Seine Motivation an diesem Projekt teilzunehmen lag darin, mit der Ausstellung ein breites Publikum in dem Prestige-Rahmen des Grand Palais erreichen zu wollen. Natürlich findet er das Projekt als solches gut, denn es wird über die Bewegung gesprochen und erhält Aufsehen. Zur Frage ob der Querschnitt der Geschichte des Graffiti mit dieser Ausstellung gelungen ist, antwortet uns Darco in einem Gespräch: „Es ist eine grosse Palette vertreten, es ist aber nur eine Facette, denn einige wichtigen Künstler fehlen, weil sie vielleicht unauffindbar waren oder nicht teilnehmen wollten. Es ist auch unmöglich, mehr als 40 Jahre Graffiti-Geschichte anhand von 300 Werken auf Leinwand von 150 Künstlern zu erzählen. Die Gestaltung der Ausstellung ist auch nicht wirklich gelungen, sie wurde von jemandem kuratiert, der außerhalb der Bewegung steht. Sie ist ein Patchwork, indem die einzelnen Werke leider untergehen.“
Die Ausstellung verliert durch den länglichen Saal und das dichte Hängen der gleichformatigen Leinwände bedauerlicherweise an Qualität. Den Katalog zur Ausstellung sollte man dennoch loben, denn er ist und wird auch eines der wichtigsten Nachschlagewerke dieses Genre der street art.
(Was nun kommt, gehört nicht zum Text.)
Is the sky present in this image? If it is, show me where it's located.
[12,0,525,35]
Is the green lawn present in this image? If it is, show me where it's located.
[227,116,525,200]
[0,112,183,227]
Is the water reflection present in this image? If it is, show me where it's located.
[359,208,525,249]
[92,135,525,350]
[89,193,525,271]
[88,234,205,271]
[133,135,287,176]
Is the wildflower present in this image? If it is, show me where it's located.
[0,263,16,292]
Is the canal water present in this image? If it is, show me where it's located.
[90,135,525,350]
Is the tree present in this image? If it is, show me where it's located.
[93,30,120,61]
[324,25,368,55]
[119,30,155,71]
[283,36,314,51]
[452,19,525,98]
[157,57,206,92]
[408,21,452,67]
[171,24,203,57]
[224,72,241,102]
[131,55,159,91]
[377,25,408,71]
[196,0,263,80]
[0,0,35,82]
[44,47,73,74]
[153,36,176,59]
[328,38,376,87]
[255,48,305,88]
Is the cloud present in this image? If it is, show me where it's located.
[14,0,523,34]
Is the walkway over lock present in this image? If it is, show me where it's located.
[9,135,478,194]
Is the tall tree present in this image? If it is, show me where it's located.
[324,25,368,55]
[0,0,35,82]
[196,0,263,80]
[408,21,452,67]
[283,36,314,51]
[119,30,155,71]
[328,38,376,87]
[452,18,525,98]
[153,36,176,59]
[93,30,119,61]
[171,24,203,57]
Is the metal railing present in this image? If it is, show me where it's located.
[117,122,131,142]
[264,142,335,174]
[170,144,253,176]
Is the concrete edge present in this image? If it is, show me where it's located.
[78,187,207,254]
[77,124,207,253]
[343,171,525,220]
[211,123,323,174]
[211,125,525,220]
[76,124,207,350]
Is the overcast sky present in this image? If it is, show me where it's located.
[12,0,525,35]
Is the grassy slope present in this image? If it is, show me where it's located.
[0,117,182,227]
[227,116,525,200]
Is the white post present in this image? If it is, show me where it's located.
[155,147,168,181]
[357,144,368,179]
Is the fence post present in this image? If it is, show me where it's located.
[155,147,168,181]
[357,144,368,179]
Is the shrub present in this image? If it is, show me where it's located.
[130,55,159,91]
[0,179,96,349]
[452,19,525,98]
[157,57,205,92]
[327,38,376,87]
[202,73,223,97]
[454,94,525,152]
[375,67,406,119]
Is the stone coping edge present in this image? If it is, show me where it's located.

Die Ausstellung soll in die wichtigsten Museen der Welt wandern. Vielleicht wird sie in Zukunft in Berlin zu sehen sein, wenn ein Museum den Mut hat sich so wie der Grand Palais dem heiß diskutierten Thema mit der Frage zu stellen, ob Graffiti Kunst sei. Die Besucher schreckt die umstrittene wie viel diskutierte Ausstellung nicht ab, sie kommen zahlreich.